We are sure you already know what noise-cancelling headphones are. They are headphones that cut out the unwanted ambient sounds around you. Ambient sounds tend to disturb you and can spoil your music-listening experience. When you listen to your favourite music without any distortions, you can focus on the beats, the tunes and the lyrics in an enjoyable and meaningful manner. People also often use noise-cancelling headphones in office to concentrate on their work.
That boring paragraph notwithstanding, this, of course, isn't an advertisement for noise-cancelling headphones. Unlike what the title says, putting on a pair of noise-cancelling headphones won't make you a better investor either. But what will make you a better investor is actually cancelling out the noise around your investments.
Ignore the noise
When it comes to your investments, the noise is the continuous barrage of investment advice and expert opinions that you come across. There is something or the other in the newspapers every day. Turn on the television and you'll come across experts voicing their opinions on how to invest and where to invest in the current scenario. The noise is even greater on the web. There is a plethora of blogs and websites that give out investment advice.
To be a successful investor, you need to just stay on course, continue investing and ride out the short-term gyrations of the stock markets.
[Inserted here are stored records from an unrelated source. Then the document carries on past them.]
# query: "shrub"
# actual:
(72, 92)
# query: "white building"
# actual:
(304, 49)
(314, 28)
Now, we have nothing against investment advice. We give that out too. It is important to listen to what experts have to say, but for most long-term investors, too much of it can be detrimental to their investments. Investment advice is also often filled with jargon. If you invest in mutual funds, you'll come across expert advice on reducing weightage to certain sectors, advice on investing in funds like ETFs that rarely get any mention, advice with terms like "skewed valuations", "market macros", "bottom-up analysis", "top-down investing", and what not. For most long-term investors, there is little need to get deep into all of this. You pay fund management fees so that the fund manager and his or her team can take care of these nitty-gritties. All of the jargon and analysis-based opinions that you come across are mostly just noise.
Focus on your goals
So, what should you do? Instead of reading everything that is written about how and where to invest, you should cancel out the noise as much as you can and focus on your own investment goals and objectives. Let's say you're investing systematically in a multi-cap equity fund for a period of 10 years to pay for your daughter's college education. You've chosen a good fund, you've started an SIP and you've established a long-term horizon. You have the basics in place. So do you need to listen to investment advice on what to do right now when the markets are at an all-time high? No, not really.
The stock markets go up and down over the short-term. But when you are investing for many years, you don't need to worry about the short-term volatility. Sometimes there will be a bull run, sometimes a bear phase. But over the long-term, systematic investments in well-performing funds always give good returns. You should just check the performance of your mutual funds periodically—once or twice a year—and make changes if any of your fund underperforms over a prolonged period of time or if your goal changes.
To be a successful investor, you need to just stay on course, continue investing and ride out the short-term gyrations of the stock markets. So, put on your noise-cancelling headphones and focus on your goals—it's all you need to do.